Elle a peut-être l’air fragile, mais Hannah Rose Thomas est tenace, tout comme les femmes avec qui elle peint. La jeune artiste anglaise vend ses tableaux depuis l’âge de 18 ans, et reverse l'argent récolté à des actions humanitaires. En 2017, elle a réalisé un projet artistique avec des femmes yézidies au Kurdistan, victimes de l'État islamique. 

L’année dernière, lors de son discours à la « Trust Conference » de Londres, il a fallu donner un micro-main à Hannah Rose Thomas. Son micro-cravate, délicatement attaché à la bretelle de sa combinaison noire, n’était pas assez puissant pour capter sa douce voix. Ce n’est toutefois pas surprenant, puisque l’artiste anglaise de 24 ans, est devenue la voix de ceux qui n’en ont pas depuis qu’elle est adolescente.

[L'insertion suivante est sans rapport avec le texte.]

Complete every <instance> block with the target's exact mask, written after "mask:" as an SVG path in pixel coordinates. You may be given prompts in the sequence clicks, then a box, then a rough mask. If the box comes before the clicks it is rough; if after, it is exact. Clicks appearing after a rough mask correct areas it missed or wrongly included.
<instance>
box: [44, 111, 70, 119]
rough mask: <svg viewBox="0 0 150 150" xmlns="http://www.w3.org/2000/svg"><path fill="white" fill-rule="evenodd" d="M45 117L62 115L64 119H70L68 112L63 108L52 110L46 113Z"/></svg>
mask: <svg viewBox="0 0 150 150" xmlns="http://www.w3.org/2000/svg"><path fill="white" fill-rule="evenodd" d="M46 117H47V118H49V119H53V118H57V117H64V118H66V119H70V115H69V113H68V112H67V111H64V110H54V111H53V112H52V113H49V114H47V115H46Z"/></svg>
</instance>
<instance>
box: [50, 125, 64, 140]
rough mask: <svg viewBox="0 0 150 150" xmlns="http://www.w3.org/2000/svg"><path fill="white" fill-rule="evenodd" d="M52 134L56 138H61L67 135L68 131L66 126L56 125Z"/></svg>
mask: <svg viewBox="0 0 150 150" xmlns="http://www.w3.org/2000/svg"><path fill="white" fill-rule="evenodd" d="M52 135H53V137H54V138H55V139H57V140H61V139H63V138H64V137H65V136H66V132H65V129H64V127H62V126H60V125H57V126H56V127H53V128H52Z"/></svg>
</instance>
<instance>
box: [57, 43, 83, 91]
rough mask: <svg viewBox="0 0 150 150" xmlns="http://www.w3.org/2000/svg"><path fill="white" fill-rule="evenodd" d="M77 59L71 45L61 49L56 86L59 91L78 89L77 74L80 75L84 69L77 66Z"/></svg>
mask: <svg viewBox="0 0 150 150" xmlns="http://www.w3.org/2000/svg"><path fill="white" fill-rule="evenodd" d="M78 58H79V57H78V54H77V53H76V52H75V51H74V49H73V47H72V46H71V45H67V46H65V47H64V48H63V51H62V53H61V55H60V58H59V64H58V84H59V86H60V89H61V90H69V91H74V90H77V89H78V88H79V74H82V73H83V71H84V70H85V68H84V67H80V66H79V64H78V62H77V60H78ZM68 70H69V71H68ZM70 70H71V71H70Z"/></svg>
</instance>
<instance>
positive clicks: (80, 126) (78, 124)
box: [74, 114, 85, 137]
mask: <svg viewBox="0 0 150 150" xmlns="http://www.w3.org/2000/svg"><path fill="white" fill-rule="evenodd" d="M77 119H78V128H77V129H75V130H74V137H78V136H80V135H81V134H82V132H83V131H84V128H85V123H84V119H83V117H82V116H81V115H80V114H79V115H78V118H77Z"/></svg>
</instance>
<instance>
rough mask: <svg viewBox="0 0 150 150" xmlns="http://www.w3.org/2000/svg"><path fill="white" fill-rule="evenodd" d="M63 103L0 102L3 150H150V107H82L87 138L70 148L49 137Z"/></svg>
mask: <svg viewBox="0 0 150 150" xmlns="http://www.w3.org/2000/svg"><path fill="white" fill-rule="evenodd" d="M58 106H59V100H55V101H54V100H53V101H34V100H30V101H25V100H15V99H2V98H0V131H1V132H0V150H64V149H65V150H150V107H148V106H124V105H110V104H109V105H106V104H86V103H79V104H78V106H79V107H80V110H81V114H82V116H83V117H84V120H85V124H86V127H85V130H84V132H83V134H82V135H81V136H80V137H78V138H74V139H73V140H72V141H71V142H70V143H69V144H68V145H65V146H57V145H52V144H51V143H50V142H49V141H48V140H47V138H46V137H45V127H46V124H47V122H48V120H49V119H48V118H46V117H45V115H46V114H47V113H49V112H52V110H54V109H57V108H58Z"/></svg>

Le travail d’Hannah lui a appris à chercher « la beauté, la dignité, et la résistance de l’esprit humain, même dans les endroits remplis de douleur et d’obscurité ». Après avoir vu plusieurs reportages montrant des milliers de femmes et d’enfants yézidis retenus prisonniers par l’État islamique, elle a décidé d’agir. Et pendant l’été 2017, Hannah s’est rendue au Kurdistan avec son pinceau en main, pour mener à bien ce à quoi personne n’avait pensé : réaliser un projet artistique avec des femmes.

Artistic thérapie

À l’époque, la jeune artiste a déjà de l’expérience dans l’humanitaire. En 2014, elle se rend en Jordanie dans le cadre de ses études, et organise des projets artistiques avec des réfugiés syriens, en collaboration avec le HCR (Haut Commissariat des Nations Unies pour les Réfugiés). Elle peint alors des tentes avec eux, qui sont ensuite exposées à Amman lors de la Journée Mondiale des Réfugiés. Au cours de sa dernière année d’études d’Histoire et d’Arabe à l’Université de Durham à Londres, le travail d’Hannah est présenté. En 2016, Hannah retourne en Jordanie afin de travailler sur un projet artistique pour le compte de l’organisation Relief International, où elle passe du temps avec des enfants dans deux camps de réfugiés différents. Sa conviction que l’art peut être un puissant outil de plaidoirie lui a permis de travailler avec des réfugiés depuis l’âge de 18 ans.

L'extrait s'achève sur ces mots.